There’s not a whole lot to do on the Nullarbor, so I kept a tally and the results surprised and disturbed me.
I initiated a salute with every vehicle that passed, except road trains and motorbikes, for four hours. In total 40 vehicles passed, including caravans, campervans, SVUs and small cars. Sadly 70 per cent of my fellow roadsters didn’t wave back. That’s a lot of rejection to deal with on a lonely road.
The wavers and non-wavers were equally distributed across vehicle types in so far as campervans, SVUs and small cars were just as likely to wave as not to wave. The difference lay elsewhere.
The non-wavers were 39 percent men and 61 percent women. Clearly there is a gender divide in the culture of the finger, but there’s more.
The wavers were 100 percent men. Not one woman waved back, and I’m a woman. Where’s the sisterhood in that?
Obviously, it’s time for a reminder of the importance of the outback wave. Like all language it has purpose, even if the language is a non-verbal gesture. The outback finger is more than a ‘hello’ it denotes solidarity and serves as a reminder of our vulnerability on isolated roads.
Perhaps faith in mobile phones has created the indifference to the fellowship of the road. Or maybe it’s because more people travel more now than twenty years ago and that familiarity with the road has bred contempt.

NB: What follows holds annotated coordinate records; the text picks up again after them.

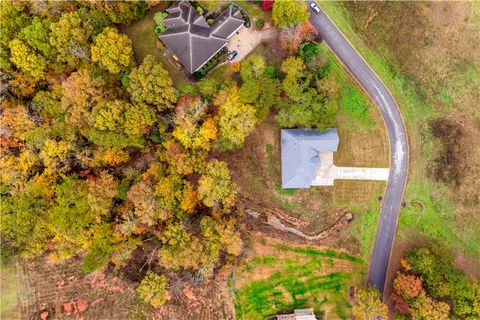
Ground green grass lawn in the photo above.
[231,240,364,320]
[120,1,185,86]
[0,261,19,319]
[319,1,480,256]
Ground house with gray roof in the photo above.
[281,129,339,189]
[159,0,244,73]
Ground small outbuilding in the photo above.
[281,128,339,189]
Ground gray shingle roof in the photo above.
[159,0,244,73]
[281,129,339,189]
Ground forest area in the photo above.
[0,0,480,320]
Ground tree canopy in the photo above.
[92,27,133,74]
[127,55,176,111]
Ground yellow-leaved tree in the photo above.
[91,27,133,74]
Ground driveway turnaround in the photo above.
[227,26,279,62]
[307,1,408,293]
[312,152,390,186]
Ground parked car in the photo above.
[227,50,238,61]
[310,2,320,14]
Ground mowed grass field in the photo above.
[120,1,185,86]
[230,235,363,320]
[319,2,480,261]
[225,43,389,259]
[0,261,20,319]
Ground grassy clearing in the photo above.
[231,237,363,320]
[120,1,185,85]
[319,2,480,256]
[320,45,378,131]
[0,261,19,319]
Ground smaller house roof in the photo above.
[281,128,339,189]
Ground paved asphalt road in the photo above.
[307,1,408,293]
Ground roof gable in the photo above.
[281,129,339,188]
[159,0,244,73]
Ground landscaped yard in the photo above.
[120,1,185,86]
[224,40,389,259]
[230,234,364,320]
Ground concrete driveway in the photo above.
[312,152,390,186]
[227,26,279,62]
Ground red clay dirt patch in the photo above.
[17,258,135,319]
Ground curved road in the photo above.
[307,1,408,293]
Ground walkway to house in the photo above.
[312,152,390,186]
[227,25,279,62]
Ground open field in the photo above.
[14,258,141,319]
[218,43,389,259]
[0,261,20,319]
[230,234,363,320]
[120,1,185,86]
[320,2,480,257]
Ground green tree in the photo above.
[61,69,109,128]
[393,272,423,299]
[272,0,310,29]
[91,27,133,74]
[172,97,217,150]
[82,223,115,272]
[153,11,168,34]
[352,287,388,320]
[200,216,242,274]
[50,11,90,67]
[50,8,110,67]
[127,55,176,111]
[214,85,256,150]
[158,221,203,270]
[198,159,237,212]
[277,57,338,131]
[9,39,47,79]
[411,292,450,320]
[137,272,170,308]
[240,54,267,81]
[0,179,50,255]
[91,1,147,25]
[0,1,30,71]
[18,16,54,58]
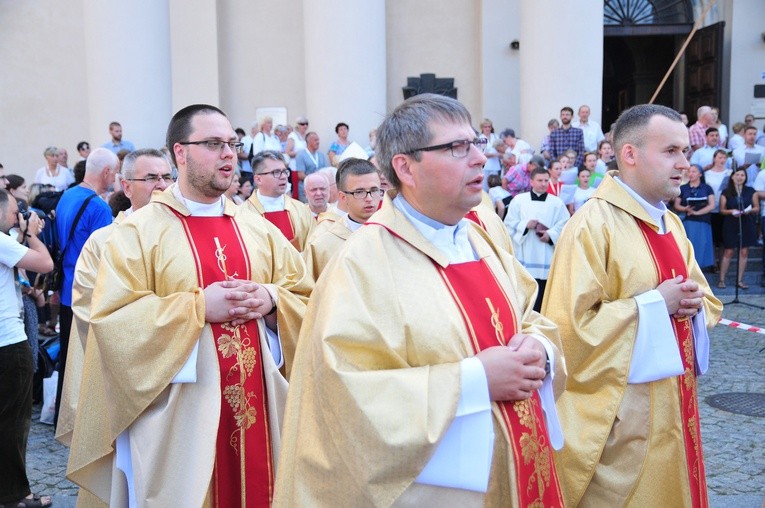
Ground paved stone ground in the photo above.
[27,295,765,508]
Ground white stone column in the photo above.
[303,0,387,157]
[83,0,172,150]
[520,0,607,153]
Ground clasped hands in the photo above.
[203,279,273,326]
[656,275,704,318]
[476,333,547,401]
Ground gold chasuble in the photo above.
[67,189,313,506]
[542,171,722,508]
[274,192,566,508]
[436,261,563,508]
[242,192,316,251]
[638,220,709,508]
[176,212,274,508]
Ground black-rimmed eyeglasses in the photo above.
[255,169,290,178]
[340,188,385,199]
[178,139,244,153]
[403,138,489,159]
[125,174,175,183]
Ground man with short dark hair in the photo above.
[688,106,714,152]
[0,189,53,507]
[77,141,90,160]
[54,148,119,425]
[542,104,722,506]
[274,94,565,506]
[303,157,385,280]
[244,150,316,251]
[571,104,606,153]
[101,122,135,155]
[691,127,730,172]
[733,125,765,187]
[550,106,584,166]
[68,104,311,506]
[56,148,173,446]
[292,132,329,201]
[505,168,569,312]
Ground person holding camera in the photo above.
[0,189,53,507]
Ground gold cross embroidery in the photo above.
[486,298,504,344]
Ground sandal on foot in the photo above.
[3,496,53,508]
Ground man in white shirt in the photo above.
[733,125,765,187]
[505,168,569,312]
[0,189,53,506]
[691,127,731,172]
[571,104,606,152]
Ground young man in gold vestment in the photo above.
[274,94,565,507]
[68,105,312,507]
[542,105,721,507]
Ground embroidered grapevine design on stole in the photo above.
[218,323,258,448]
[436,260,563,507]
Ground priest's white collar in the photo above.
[393,193,477,263]
[257,189,285,212]
[614,176,667,235]
[344,215,364,231]
[173,185,226,217]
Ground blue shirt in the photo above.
[101,139,135,154]
[56,185,112,307]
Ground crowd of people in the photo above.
[0,94,765,507]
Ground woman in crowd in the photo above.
[717,168,760,289]
[566,167,595,215]
[674,164,715,268]
[34,146,74,191]
[595,139,614,175]
[478,118,504,192]
[704,150,731,270]
[327,122,351,167]
[547,161,563,196]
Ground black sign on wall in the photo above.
[403,74,457,100]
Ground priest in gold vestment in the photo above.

But phones don’t work in the outback and that level of contempt is akin to the worst kind of hubris that usually results in a sticky end.
In 2018 the ABC reported how six people died on outback roads within two weeks due to a combination of car break downs, no mobile phone coverage and wandering away from the car. Then there’s the animal collisions. According to statistics from Budget Direct Insurance, between 2001–2005 there were 6423 collisions or swerves involving kangaroos, resulting in more than 2000 injuries and 25 fatalities of people on Australian roads. Most of these occur in rural or remote areas.
In these traumatic situations it is not your mobile phone, or emergency services that will come to your aid, but your comrade divers. The generosity and kindness of strangers of the road will be your lifeline, except they aren’t strangers because you are allies of the road. When you waved at passing drivers you weren’t waving at one car, or one driver, but to all who take on the outback roads against the odds.
So, I implore you, my fellow roadsters to raise your finger, salute in solidarity of the road warriors. Let me know we are shoulder to shoulder in times of danger. In return I pledge to always give you the finger, help in times of need and keep the silent language of the road alive.